Development of a tagged species source apportionment algorithm to characterize three-dimensional transport and transformation of precursors and secondary pollutants

We developed a new tagged species source apportionment (TSSA) algorithm for tracking the direct mass contributions of selected emissions sources to the formation of particulates such as aerosol sulfate, nitrate, ammonium, elemental carbon, and secondary organic aerosols in the U. S. EPA Community Multiscale Air Quality Model (CMAQ). The focus of this paper is on sulfate, nitrate, and elemental carbon. The objective of the TSSA algorithm is to provide useful results in modeling studies for identifying important emissions categories and identifying possible emissions reduction strategies to attain particulate matter (PM) air quality goals. TSSA differs from model sensitivity approaches because it tracks direct mass contributions from specific emissions sources to the total PM concentration at selected receptor sites, while results from sensitivity approaches are affected by nonlinear chemistry that can change the concentration of sulfate, nitrate, and organic carbon secondary particulates. We evaluated the algorithm by comparing CMAQ/TSSA results with results from zero-out CMAQ sensitivity simulations. As expected, TSSA results were almost identical to the CMAQ sensitivity results for chemical species that do not undergo nonlinear chemical reactions.
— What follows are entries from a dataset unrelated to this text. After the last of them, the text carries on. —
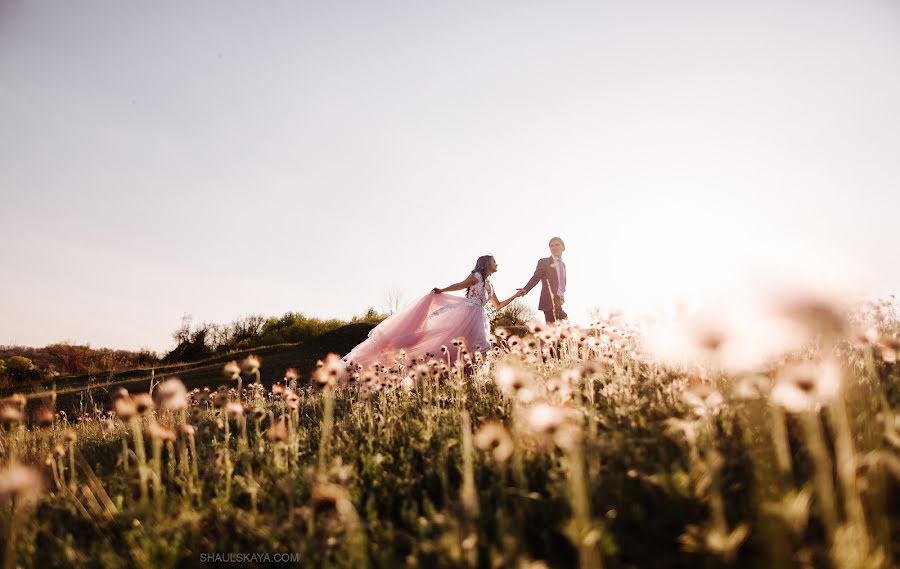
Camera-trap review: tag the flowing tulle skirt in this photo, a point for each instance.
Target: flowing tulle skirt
(433, 321)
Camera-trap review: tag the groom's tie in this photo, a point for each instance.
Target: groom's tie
(562, 275)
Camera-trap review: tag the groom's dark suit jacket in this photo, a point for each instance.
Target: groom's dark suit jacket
(546, 274)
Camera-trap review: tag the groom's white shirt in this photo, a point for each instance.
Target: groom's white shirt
(560, 275)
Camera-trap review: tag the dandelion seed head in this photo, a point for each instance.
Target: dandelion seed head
(251, 364)
(232, 370)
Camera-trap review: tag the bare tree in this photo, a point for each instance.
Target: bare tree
(393, 299)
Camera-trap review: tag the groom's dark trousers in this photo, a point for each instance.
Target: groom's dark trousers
(545, 273)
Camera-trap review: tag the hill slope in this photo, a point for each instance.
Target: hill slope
(77, 392)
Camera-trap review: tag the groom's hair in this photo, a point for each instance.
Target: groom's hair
(560, 242)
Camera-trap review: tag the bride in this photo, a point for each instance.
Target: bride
(435, 321)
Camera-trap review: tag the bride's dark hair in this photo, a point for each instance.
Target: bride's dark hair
(481, 266)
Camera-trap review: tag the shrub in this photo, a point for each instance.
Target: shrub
(21, 368)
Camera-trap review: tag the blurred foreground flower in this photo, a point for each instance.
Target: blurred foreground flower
(494, 438)
(806, 386)
(23, 483)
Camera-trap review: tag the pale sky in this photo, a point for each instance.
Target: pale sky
(231, 158)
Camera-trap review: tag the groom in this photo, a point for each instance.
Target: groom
(551, 272)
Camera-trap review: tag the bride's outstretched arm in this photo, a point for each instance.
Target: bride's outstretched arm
(457, 286)
(501, 305)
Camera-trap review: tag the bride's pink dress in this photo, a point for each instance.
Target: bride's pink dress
(433, 321)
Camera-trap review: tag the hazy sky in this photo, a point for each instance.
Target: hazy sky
(231, 158)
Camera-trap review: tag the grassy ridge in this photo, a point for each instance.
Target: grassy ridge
(75, 393)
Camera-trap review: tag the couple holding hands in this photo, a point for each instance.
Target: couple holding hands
(436, 319)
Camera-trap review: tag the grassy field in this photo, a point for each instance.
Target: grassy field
(569, 447)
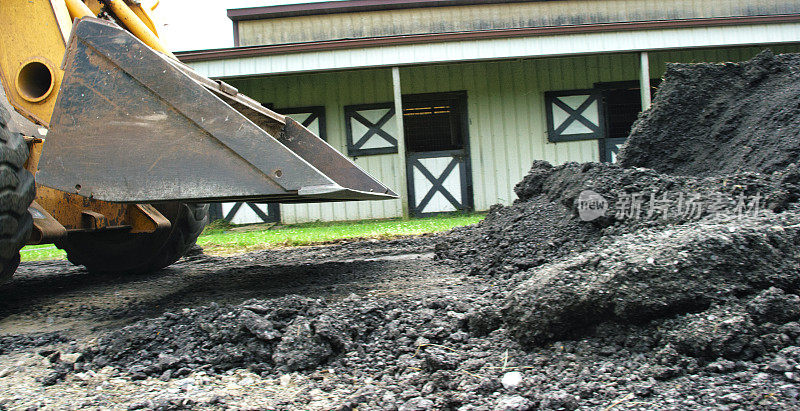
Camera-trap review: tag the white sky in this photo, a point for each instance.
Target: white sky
(202, 24)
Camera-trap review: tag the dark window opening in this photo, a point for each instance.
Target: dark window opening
(433, 124)
(622, 103)
(622, 108)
For chemical species with nonlinear chemical reaction, the TSSA results are expected to differ from model sensitivity results, but for small emissions changes the results are similar in the two approaches. We also compared CMAQ/TSSA to CAMx/PSAT. Because there are significant differences in the CMAQ and CAMx model predicted concentrations, the source attribution results differed for TSSA and PSAT; however, the rank order of emissions sources were similar for the two approaches at most receptor sites.